The Sarbanes-Oxley Act of 2002 (SOX), enacted in the wake of several high-profile accounting frauds at public companies, implemented a variety of measures designed to protect investors by improving the accuracy and reliability of corporate disclosures made pursuant to the securities laws. Among the reforms adopted by SOX were: (1) a requirement that the chief executive officer (CEO) and chief financial officer (CFO) of each company filing periodic reports under the Securities Exchange Act of 1934 (the Exchange Act) certify the accuracy of the issuer’s financial reports; and (2) a mandate that in the event of “an accounting restatement due to the material noncompliance of the issuer, as a result of misconduct, with any financial reporting requirement under the securities laws,” the CEO and CFO must reimburse the issuer for any incentive- or equity-based compensation they received.
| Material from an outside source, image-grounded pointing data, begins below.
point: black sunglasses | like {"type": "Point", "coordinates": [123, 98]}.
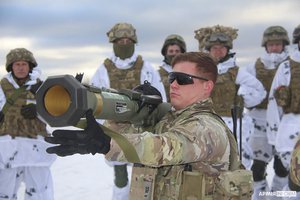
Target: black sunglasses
{"type": "Point", "coordinates": [183, 78]}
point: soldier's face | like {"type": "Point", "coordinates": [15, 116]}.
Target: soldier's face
{"type": "Point", "coordinates": [21, 69]}
{"type": "Point", "coordinates": [275, 46]}
{"type": "Point", "coordinates": [173, 50]}
{"type": "Point", "coordinates": [218, 51]}
{"type": "Point", "coordinates": [184, 95]}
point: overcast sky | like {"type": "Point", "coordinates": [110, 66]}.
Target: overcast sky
{"type": "Point", "coordinates": [70, 36]}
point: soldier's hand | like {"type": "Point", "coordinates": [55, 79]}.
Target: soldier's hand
{"type": "Point", "coordinates": [90, 140]}
{"type": "Point", "coordinates": [1, 116]}
{"type": "Point", "coordinates": [29, 111]}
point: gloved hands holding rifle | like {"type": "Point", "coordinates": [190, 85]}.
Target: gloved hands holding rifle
{"type": "Point", "coordinates": [90, 140]}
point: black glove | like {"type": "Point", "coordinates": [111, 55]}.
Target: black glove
{"type": "Point", "coordinates": [90, 140]}
{"type": "Point", "coordinates": [34, 88]}
{"type": "Point", "coordinates": [1, 116]}
{"type": "Point", "coordinates": [79, 77]}
{"type": "Point", "coordinates": [29, 111]}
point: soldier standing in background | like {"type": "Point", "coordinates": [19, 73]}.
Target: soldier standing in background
{"type": "Point", "coordinates": [23, 154]}
{"type": "Point", "coordinates": [185, 155]}
{"type": "Point", "coordinates": [124, 69]}
{"type": "Point", "coordinates": [173, 45]}
{"type": "Point", "coordinates": [235, 88]}
{"type": "Point", "coordinates": [275, 39]}
{"type": "Point", "coordinates": [283, 114]}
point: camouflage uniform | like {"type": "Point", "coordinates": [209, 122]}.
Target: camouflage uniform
{"type": "Point", "coordinates": [283, 114]}
{"type": "Point", "coordinates": [117, 73]}
{"type": "Point", "coordinates": [262, 143]}
{"type": "Point", "coordinates": [166, 67]}
{"type": "Point", "coordinates": [234, 86]}
{"type": "Point", "coordinates": [23, 154]}
{"type": "Point", "coordinates": [183, 139]}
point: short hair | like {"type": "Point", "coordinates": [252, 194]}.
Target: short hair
{"type": "Point", "coordinates": [206, 64]}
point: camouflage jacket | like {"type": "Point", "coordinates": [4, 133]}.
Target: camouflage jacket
{"type": "Point", "coordinates": [185, 137]}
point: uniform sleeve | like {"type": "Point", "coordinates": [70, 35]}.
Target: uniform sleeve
{"type": "Point", "coordinates": [2, 98]}
{"type": "Point", "coordinates": [100, 78]}
{"type": "Point", "coordinates": [274, 112]}
{"type": "Point", "coordinates": [251, 89]}
{"type": "Point", "coordinates": [196, 140]}
{"type": "Point", "coordinates": [153, 77]}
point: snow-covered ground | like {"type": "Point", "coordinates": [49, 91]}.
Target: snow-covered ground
{"type": "Point", "coordinates": [81, 177]}
{"type": "Point", "coordinates": [86, 177]}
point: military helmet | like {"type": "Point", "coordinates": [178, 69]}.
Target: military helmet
{"type": "Point", "coordinates": [218, 38]}
{"type": "Point", "coordinates": [296, 34]}
{"type": "Point", "coordinates": [173, 39]}
{"type": "Point", "coordinates": [122, 30]}
{"type": "Point", "coordinates": [275, 33]}
{"type": "Point", "coordinates": [19, 54]}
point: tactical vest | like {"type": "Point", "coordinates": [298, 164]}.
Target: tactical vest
{"type": "Point", "coordinates": [14, 123]}
{"type": "Point", "coordinates": [124, 78]}
{"type": "Point", "coordinates": [294, 105]}
{"type": "Point", "coordinates": [224, 94]}
{"type": "Point", "coordinates": [265, 76]}
{"type": "Point", "coordinates": [164, 77]}
{"type": "Point", "coordinates": [198, 180]}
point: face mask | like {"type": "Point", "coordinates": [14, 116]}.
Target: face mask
{"type": "Point", "coordinates": [168, 59]}
{"type": "Point", "coordinates": [123, 51]}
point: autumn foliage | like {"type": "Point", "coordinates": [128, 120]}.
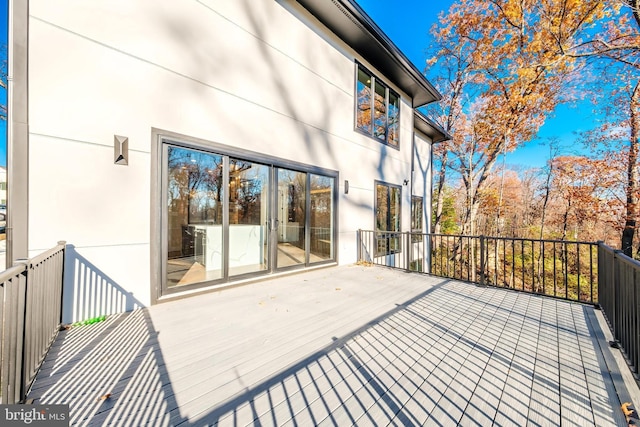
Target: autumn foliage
{"type": "Point", "coordinates": [504, 66]}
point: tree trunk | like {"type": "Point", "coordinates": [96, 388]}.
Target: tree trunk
{"type": "Point", "coordinates": [632, 176]}
{"type": "Point", "coordinates": [437, 222]}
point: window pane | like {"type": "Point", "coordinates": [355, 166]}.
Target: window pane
{"type": "Point", "coordinates": [363, 113]}
{"type": "Point", "coordinates": [387, 219]}
{"type": "Point", "coordinates": [394, 213]}
{"type": "Point", "coordinates": [394, 120]}
{"type": "Point", "coordinates": [321, 218]}
{"type": "Point", "coordinates": [292, 204]}
{"type": "Point", "coordinates": [194, 205]}
{"type": "Point", "coordinates": [416, 218]}
{"type": "Point", "coordinates": [380, 113]}
{"type": "Point", "coordinates": [382, 210]}
{"type": "Point", "coordinates": [248, 210]}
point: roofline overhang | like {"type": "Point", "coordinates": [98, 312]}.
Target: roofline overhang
{"type": "Point", "coordinates": [430, 128]}
{"type": "Point", "coordinates": [351, 24]}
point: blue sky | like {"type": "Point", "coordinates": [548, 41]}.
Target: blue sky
{"type": "Point", "coordinates": [407, 23]}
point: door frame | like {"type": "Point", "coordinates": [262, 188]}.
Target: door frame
{"type": "Point", "coordinates": [159, 224]}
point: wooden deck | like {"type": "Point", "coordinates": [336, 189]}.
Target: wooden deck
{"type": "Point", "coordinates": [340, 346]}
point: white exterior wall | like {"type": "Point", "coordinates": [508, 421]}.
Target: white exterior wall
{"type": "Point", "coordinates": [260, 75]}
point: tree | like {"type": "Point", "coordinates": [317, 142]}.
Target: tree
{"type": "Point", "coordinates": [515, 68]}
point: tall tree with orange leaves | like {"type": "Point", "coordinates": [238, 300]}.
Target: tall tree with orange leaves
{"type": "Point", "coordinates": [523, 56]}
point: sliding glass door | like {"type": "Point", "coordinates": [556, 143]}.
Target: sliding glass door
{"type": "Point", "coordinates": [226, 217]}
{"type": "Point", "coordinates": [248, 217]}
{"type": "Point", "coordinates": [194, 216]}
{"type": "Point", "coordinates": [291, 214]}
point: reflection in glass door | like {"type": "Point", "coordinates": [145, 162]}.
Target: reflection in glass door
{"type": "Point", "coordinates": [291, 215]}
{"type": "Point", "coordinates": [194, 200]}
{"type": "Point", "coordinates": [248, 217]}
{"type": "Point", "coordinates": [226, 218]}
{"type": "Point", "coordinates": [321, 218]}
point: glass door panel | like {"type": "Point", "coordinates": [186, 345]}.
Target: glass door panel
{"type": "Point", "coordinates": [291, 215]}
{"type": "Point", "coordinates": [248, 217]}
{"type": "Point", "coordinates": [194, 217]}
{"type": "Point", "coordinates": [321, 216]}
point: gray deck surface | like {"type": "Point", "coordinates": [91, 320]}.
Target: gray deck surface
{"type": "Point", "coordinates": [349, 345]}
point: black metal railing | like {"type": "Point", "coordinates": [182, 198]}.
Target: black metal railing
{"type": "Point", "coordinates": [561, 269]}
{"type": "Point", "coordinates": [620, 300]}
{"type": "Point", "coordinates": [30, 318]}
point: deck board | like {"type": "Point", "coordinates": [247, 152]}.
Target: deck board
{"type": "Point", "coordinates": [348, 345]}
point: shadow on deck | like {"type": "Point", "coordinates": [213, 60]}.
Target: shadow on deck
{"type": "Point", "coordinates": [340, 346]}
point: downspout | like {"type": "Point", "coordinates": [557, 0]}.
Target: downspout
{"type": "Point", "coordinates": [18, 133]}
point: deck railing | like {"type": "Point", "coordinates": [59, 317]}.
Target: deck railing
{"type": "Point", "coordinates": [30, 318]}
{"type": "Point", "coordinates": [561, 269]}
{"type": "Point", "coordinates": [620, 301]}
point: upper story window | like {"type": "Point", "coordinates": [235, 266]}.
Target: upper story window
{"type": "Point", "coordinates": [377, 109]}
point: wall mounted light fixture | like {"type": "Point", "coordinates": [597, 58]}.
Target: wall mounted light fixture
{"type": "Point", "coordinates": [120, 150]}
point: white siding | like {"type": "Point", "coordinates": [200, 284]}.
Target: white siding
{"type": "Point", "coordinates": [261, 75]}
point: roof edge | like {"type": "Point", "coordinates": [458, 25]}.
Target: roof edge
{"type": "Point", "coordinates": [430, 128]}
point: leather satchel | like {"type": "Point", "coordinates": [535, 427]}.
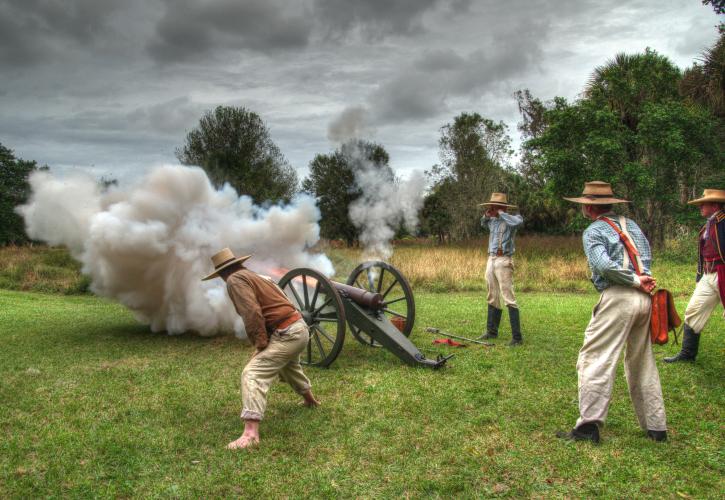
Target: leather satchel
{"type": "Point", "coordinates": [664, 314]}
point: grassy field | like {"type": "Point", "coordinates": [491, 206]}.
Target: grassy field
{"type": "Point", "coordinates": [94, 404]}
{"type": "Point", "coordinates": [543, 264]}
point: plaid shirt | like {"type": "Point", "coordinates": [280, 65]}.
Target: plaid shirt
{"type": "Point", "coordinates": [503, 229]}
{"type": "Point", "coordinates": [605, 253]}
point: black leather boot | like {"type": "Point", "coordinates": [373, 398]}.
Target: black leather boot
{"type": "Point", "coordinates": [690, 345]}
{"type": "Point", "coordinates": [585, 432]}
{"type": "Point", "coordinates": [493, 319]}
{"type": "Point", "coordinates": [515, 326]}
{"type": "Point", "coordinates": [657, 435]}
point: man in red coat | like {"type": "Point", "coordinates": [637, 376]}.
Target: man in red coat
{"type": "Point", "coordinates": [710, 289]}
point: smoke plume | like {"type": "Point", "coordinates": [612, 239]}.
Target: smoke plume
{"type": "Point", "coordinates": [148, 246]}
{"type": "Point", "coordinates": [353, 123]}
{"type": "Point", "coordinates": [385, 204]}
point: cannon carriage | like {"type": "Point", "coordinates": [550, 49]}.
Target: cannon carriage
{"type": "Point", "coordinates": [376, 303]}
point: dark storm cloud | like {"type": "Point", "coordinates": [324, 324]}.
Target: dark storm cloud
{"type": "Point", "coordinates": [35, 30]}
{"type": "Point", "coordinates": [189, 29]}
{"type": "Point", "coordinates": [421, 90]}
{"type": "Point", "coordinates": [374, 17]}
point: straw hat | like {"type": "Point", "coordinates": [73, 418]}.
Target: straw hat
{"type": "Point", "coordinates": [222, 260]}
{"type": "Point", "coordinates": [597, 193]}
{"type": "Point", "coordinates": [710, 196]}
{"type": "Point", "coordinates": [497, 199]}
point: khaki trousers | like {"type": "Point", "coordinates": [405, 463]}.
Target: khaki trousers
{"type": "Point", "coordinates": [281, 358]}
{"type": "Point", "coordinates": [500, 281]}
{"type": "Point", "coordinates": [703, 302]}
{"type": "Point", "coordinates": [620, 319]}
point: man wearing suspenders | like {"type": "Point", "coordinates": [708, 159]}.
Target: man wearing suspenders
{"type": "Point", "coordinates": [620, 319]}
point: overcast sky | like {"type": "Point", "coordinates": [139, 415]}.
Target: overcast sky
{"type": "Point", "coordinates": [113, 86]}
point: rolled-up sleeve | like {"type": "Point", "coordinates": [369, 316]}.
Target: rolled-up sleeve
{"type": "Point", "coordinates": [247, 306]}
{"type": "Point", "coordinates": [511, 220]}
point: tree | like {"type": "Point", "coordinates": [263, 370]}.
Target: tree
{"type": "Point", "coordinates": [719, 7]}
{"type": "Point", "coordinates": [474, 152]}
{"type": "Point", "coordinates": [704, 83]}
{"type": "Point", "coordinates": [233, 145]}
{"type": "Point", "coordinates": [435, 219]}
{"type": "Point", "coordinates": [626, 82]}
{"type": "Point", "coordinates": [14, 191]}
{"type": "Point", "coordinates": [332, 182]}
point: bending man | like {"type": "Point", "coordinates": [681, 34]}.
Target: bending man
{"type": "Point", "coordinates": [277, 331]}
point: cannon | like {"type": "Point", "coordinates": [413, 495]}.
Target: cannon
{"type": "Point", "coordinates": [376, 303]}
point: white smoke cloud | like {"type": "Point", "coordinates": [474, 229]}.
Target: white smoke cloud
{"type": "Point", "coordinates": [385, 203]}
{"type": "Point", "coordinates": [149, 246]}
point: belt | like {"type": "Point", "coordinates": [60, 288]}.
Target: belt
{"type": "Point", "coordinates": [288, 321]}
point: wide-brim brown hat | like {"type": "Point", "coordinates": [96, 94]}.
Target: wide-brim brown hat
{"type": "Point", "coordinates": [597, 193]}
{"type": "Point", "coordinates": [497, 199]}
{"type": "Point", "coordinates": [222, 260]}
{"type": "Point", "coordinates": [710, 196]}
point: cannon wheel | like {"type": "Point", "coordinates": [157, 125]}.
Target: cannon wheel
{"type": "Point", "coordinates": [321, 307]}
{"type": "Point", "coordinates": [380, 277]}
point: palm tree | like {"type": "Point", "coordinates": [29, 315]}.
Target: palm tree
{"type": "Point", "coordinates": [626, 82]}
{"type": "Point", "coordinates": [704, 83]}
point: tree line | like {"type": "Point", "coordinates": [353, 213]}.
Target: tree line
{"type": "Point", "coordinates": [653, 131]}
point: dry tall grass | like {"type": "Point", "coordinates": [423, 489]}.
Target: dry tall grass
{"type": "Point", "coordinates": [543, 264]}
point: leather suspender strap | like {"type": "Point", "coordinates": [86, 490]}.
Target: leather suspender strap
{"type": "Point", "coordinates": [628, 245]}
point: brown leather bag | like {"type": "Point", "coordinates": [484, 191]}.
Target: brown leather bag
{"type": "Point", "coordinates": [664, 314]}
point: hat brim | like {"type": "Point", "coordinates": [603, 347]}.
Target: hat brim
{"type": "Point", "coordinates": [488, 203]}
{"type": "Point", "coordinates": [215, 274]}
{"type": "Point", "coordinates": [706, 199]}
{"type": "Point", "coordinates": [597, 201]}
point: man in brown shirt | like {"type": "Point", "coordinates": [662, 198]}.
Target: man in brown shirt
{"type": "Point", "coordinates": [277, 331]}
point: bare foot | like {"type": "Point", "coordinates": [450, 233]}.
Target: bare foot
{"type": "Point", "coordinates": [244, 441]}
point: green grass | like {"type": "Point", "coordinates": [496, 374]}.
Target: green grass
{"type": "Point", "coordinates": [543, 264]}
{"type": "Point", "coordinates": [94, 404]}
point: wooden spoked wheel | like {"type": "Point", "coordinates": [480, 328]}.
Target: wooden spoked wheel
{"type": "Point", "coordinates": [321, 306]}
{"type": "Point", "coordinates": [399, 306]}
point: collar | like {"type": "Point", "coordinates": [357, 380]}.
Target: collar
{"type": "Point", "coordinates": [608, 215]}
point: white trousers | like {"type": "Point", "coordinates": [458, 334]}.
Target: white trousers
{"type": "Point", "coordinates": [703, 302]}
{"type": "Point", "coordinates": [280, 359]}
{"type": "Point", "coordinates": [620, 319]}
{"type": "Point", "coordinates": [500, 281]}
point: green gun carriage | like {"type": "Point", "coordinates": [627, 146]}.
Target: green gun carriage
{"type": "Point", "coordinates": [376, 303]}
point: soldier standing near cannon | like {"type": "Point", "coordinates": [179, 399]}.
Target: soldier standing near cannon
{"type": "Point", "coordinates": [620, 318]}
{"type": "Point", "coordinates": [500, 266]}
{"type": "Point", "coordinates": [278, 332]}
{"type": "Point", "coordinates": [710, 287]}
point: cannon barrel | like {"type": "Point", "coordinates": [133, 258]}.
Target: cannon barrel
{"type": "Point", "coordinates": [361, 297]}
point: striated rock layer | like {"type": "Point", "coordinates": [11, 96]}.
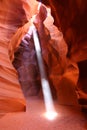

In SEC v. Jensen, the U.S. Court of Appeals for the Ninth Circuit recently provided needed guidance on the scope of these distinct requirements, adopting an expansive view of liability for CEOs and CFOs under SOX.1

The Certification Requirement

Promulgated pursuant to SOX Section 302, Exchange Act Rule 13a-14 provides that each report filed on Forms 10-Q, 10-K, 20-F or 40-F must include a certification signed by the issuer’s CEO and CFO, “or persons performing similar functions, at the time of the filing of the report.”